The architecture I trust most right now
This is the version I would bet on today for multilingual AI products:
- User asks in their language.
- System translates or normalizes the request into English.
- Retrieval, reasoning, ranking, and tool calls happen against English canonical data.
- Final answer is localized back into the user's language.
- High-risk outputs get an extra validation step before they leave the system.
It is not philosophically pure. It is operationally sane.
The nice thing is that recent research points in the same direction. Lost in Execution found that pre-translation of user queries generally reduced language mismatch errors better than post-hoc fixes, even if it still did not fully recover English-level performance. That matches what many builders already suspect in practice. If you wait until the end to clean up multilingual inconsistency, you are usually too late.
And yes, there are exceptions. If you are building for low-resource languages, domain-specific language, or culturally dependent phrasing, translating everything into English can introduce drift. The paper above explicitly warns about that. So do not turn this into dogma.
But as a default for enterprise copilots, internal assistants, multilingual RAG, and tool-using agents, I think the rule holds surprisingly well.
What this means for Rasepi
This is exactly why I care so much about canonical content structure.
If your knowledge base has one clean source layer, stable terminology, and controlled localization on top, AI gets easier to trust. If every language version drifts independently inside the execution path, you are asking the model to improvise where your system should be precise.
Rasepi's whole approach is built around separating those concerns cleanly. Keep a canonical core. Localize deliberately. Track where variants exist. Do not pretend every layer of the stack should be equally multilingual just because the UI is.

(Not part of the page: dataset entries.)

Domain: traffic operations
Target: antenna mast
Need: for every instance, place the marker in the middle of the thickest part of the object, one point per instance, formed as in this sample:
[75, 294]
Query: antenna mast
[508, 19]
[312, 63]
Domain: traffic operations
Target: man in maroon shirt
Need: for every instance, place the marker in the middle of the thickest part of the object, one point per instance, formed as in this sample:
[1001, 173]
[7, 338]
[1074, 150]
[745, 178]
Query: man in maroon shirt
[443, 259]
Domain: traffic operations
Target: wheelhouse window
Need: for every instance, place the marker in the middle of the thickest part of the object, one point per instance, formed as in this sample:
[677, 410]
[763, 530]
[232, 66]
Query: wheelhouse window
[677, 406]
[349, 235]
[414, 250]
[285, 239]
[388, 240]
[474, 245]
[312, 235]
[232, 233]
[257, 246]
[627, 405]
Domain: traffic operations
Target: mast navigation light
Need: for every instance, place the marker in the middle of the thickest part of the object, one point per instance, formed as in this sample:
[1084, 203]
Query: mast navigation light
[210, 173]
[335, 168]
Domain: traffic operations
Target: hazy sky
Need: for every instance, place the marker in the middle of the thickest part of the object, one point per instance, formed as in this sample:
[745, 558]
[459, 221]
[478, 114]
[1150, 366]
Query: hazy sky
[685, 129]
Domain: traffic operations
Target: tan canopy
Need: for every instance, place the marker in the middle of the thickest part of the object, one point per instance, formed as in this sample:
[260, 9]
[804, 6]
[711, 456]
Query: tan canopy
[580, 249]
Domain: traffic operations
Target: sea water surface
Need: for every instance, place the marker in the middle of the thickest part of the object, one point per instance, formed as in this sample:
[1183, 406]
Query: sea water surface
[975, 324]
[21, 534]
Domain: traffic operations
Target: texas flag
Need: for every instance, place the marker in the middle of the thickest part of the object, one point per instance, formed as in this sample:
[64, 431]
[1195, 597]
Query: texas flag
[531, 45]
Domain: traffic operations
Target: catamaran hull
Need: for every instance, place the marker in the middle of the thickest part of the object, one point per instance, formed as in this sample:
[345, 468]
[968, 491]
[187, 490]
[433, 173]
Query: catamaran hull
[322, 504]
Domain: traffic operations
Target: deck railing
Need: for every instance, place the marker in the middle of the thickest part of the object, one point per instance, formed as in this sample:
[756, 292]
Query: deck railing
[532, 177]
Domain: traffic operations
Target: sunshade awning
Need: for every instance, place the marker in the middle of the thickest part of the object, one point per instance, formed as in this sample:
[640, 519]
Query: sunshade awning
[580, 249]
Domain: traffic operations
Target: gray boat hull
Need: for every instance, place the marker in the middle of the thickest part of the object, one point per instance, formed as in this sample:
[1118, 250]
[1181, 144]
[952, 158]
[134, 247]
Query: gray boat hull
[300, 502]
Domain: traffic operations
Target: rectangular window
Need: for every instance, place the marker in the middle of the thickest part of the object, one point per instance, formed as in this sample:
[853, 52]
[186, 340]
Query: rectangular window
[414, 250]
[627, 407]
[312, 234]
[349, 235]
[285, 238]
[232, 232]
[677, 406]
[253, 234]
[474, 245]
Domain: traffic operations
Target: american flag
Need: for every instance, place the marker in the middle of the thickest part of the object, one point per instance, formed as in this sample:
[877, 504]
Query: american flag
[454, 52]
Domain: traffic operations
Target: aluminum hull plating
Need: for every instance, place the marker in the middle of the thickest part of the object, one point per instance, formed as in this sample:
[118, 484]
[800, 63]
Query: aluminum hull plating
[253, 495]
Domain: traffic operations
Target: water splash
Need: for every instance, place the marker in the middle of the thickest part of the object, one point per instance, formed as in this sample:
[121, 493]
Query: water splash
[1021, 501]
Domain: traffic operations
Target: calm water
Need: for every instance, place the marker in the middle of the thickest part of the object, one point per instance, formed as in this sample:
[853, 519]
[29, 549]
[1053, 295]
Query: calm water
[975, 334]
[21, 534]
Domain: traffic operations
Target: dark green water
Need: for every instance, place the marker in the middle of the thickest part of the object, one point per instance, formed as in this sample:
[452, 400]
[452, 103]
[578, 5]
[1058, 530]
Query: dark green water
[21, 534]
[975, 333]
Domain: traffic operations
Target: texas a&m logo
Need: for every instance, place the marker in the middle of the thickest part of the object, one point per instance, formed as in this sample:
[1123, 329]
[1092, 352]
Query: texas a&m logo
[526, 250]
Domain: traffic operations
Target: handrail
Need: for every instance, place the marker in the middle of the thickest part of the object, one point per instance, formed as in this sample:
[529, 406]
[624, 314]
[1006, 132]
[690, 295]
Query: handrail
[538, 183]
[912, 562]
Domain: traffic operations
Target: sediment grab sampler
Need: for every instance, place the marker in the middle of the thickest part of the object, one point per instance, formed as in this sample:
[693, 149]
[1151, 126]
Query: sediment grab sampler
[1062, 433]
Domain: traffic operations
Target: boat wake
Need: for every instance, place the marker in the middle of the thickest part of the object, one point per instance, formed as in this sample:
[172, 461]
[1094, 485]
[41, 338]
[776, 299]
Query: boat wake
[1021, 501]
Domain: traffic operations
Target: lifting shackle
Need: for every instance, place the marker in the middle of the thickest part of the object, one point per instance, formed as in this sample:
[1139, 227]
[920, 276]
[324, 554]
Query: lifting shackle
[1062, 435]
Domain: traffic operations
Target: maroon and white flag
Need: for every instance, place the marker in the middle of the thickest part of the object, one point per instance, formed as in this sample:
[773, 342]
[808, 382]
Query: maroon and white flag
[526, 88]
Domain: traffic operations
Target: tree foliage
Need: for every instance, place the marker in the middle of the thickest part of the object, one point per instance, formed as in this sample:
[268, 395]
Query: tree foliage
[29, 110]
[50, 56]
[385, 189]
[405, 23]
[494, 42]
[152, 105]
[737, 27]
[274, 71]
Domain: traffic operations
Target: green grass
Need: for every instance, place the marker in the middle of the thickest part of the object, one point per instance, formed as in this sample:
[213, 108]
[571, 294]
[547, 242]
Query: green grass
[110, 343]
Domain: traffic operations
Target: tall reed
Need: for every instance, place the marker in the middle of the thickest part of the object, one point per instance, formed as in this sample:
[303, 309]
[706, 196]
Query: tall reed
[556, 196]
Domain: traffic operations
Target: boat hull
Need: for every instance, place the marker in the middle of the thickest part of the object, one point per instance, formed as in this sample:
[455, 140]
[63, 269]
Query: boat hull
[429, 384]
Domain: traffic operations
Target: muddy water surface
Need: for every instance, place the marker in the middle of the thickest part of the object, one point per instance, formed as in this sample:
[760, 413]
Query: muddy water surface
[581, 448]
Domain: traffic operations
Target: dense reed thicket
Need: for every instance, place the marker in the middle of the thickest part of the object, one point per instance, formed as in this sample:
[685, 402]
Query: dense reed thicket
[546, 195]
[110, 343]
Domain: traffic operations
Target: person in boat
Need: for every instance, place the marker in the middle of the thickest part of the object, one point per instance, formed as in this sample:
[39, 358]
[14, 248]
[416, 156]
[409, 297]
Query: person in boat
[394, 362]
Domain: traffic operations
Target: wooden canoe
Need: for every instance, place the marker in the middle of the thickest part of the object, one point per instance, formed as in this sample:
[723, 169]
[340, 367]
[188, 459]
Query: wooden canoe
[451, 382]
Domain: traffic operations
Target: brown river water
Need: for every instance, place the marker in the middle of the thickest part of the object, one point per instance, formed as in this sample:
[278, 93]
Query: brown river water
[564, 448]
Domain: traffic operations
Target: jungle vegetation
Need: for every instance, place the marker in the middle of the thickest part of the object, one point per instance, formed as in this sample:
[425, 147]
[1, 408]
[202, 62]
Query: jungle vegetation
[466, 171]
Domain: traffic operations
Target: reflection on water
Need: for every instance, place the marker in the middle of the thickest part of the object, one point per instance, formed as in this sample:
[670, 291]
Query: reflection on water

I used to think the best multilingual AI experience meant "do everything in the user's language." I do not think that anymore. Not for systems that have to retrieve the right paragraph, choose the right tool, and return something you can trust.
The practical rule is simple: users should stay local, but the LLM's execution path should stay stable. Right now, that usually means English in the middle and localization at the edges.
That will change over time. I hope it changes quickly. But if you are shipping today and reliability matters more than aesthetics, I would let the model think in English and let your product speak the user's language.